A tensão entre instrumentos de controle e agilidade sempre será uma questão delicada na área pública. Estados e empresas não podem ser administrados da mesma forma porque possuem natureza diferente. O dinheiro de uma empresa é gasto e vigiado pelos acionistas. Já o dinheiro do Estado, pertencente a todos os contribuintes, tem de ser usado para o bem comum. Na impossibilidade de os contribuintes fiscalizarem o destino dos impostos, órgãos como tribunais de contas são vitais. "O que se espera é que a atuação dos fiscais seja mais eficiente", afirma Mauricio Endo, sócio da KPMG e especialista em parcerias público-privadas.

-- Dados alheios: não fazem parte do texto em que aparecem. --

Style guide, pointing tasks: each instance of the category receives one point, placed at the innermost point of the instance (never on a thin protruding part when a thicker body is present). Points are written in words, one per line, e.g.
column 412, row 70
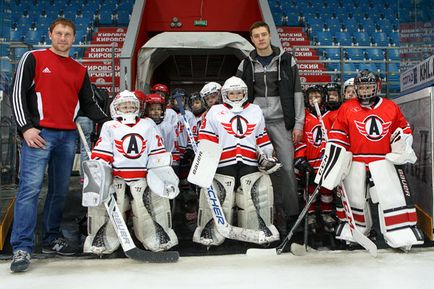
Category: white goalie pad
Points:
column 152, row 219
column 102, row 238
column 334, row 167
column 163, row 181
column 401, row 146
column 395, row 208
column 206, row 232
column 355, row 185
column 96, row 184
column 159, row 160
column 205, row 163
column 255, row 201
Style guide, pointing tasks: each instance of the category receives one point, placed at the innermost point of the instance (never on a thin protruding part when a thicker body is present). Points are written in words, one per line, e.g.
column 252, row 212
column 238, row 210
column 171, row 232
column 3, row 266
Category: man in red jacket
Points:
column 49, row 89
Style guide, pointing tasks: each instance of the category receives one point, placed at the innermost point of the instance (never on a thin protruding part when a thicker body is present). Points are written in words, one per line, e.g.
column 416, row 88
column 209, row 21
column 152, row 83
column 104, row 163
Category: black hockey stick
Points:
column 121, row 229
column 223, row 227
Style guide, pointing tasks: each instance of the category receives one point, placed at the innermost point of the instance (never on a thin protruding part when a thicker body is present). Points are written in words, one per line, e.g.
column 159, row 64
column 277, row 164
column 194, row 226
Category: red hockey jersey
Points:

O Brasil se perde em um legalismo extremado - que torna mais importante seguir as regras do que gastar bem o dinheiro. Na Inglaterra, o National Audit Officce, equivalente ao Tribunal de Contas da União, busca não só evitar desvios mas também avaliar a qualidade dos gastos. Afinal, mais relevante do que saber se os relatórios são preenchidos de forma correta é ter certeza de que os professores estão conseguindo ensinar as crianças.

No Brasil, a possibilidade de ter problemas com órgãos de controle provoca medo e, muitas vezes, desestimula o gestor público a decidir pelo que considera mais eficiente. No caso do elevador da Unicamp, a chance de ter a primeira licitação contestada pelo Tribunal de Contas estadual provocou a realização de outros três processos licitatórios. Só na quarta tentativa, seis meses após a primeira licitação, o negócio foi fechado. A economia em relação ao primeiro orçamento foi de 76 000 reais. Valeu a pena? "Não sei quantificar o gasto para fazer as outras três licitações nem os custos provocados pelo atraso das outras obras da universidade, que estavam na fila para ser licitadas. Também não sei quanto custa a autoestima de pessoas como a aluna cadeirante", diz Vaz. "Por outro lado, eu não poderia correr o risco de ter minhas contas reprovadas pelo TCE. Não pretendo carregar uma mancha dessas em meu currículo."

Ao fim, tudo se resume à ação de seres humanos, que precisam ser não apenas cobrados mas também motivados, desafiados e reconhecidos. Uma sugestão para gestores públicos e legisladores brasileiros é a reflexão feita pelo austríaco Sigmund Freud, pai da psicanálise e profundo conhecedor da mente humana: "O excesso de decretos e de interditos prejudica a autoridade da lei: onde existem poucas proibições, estas são obedecidas; onde a cada passo se tropeça em coisas proibidas, sente-se rapidamente a tentação de as infringir".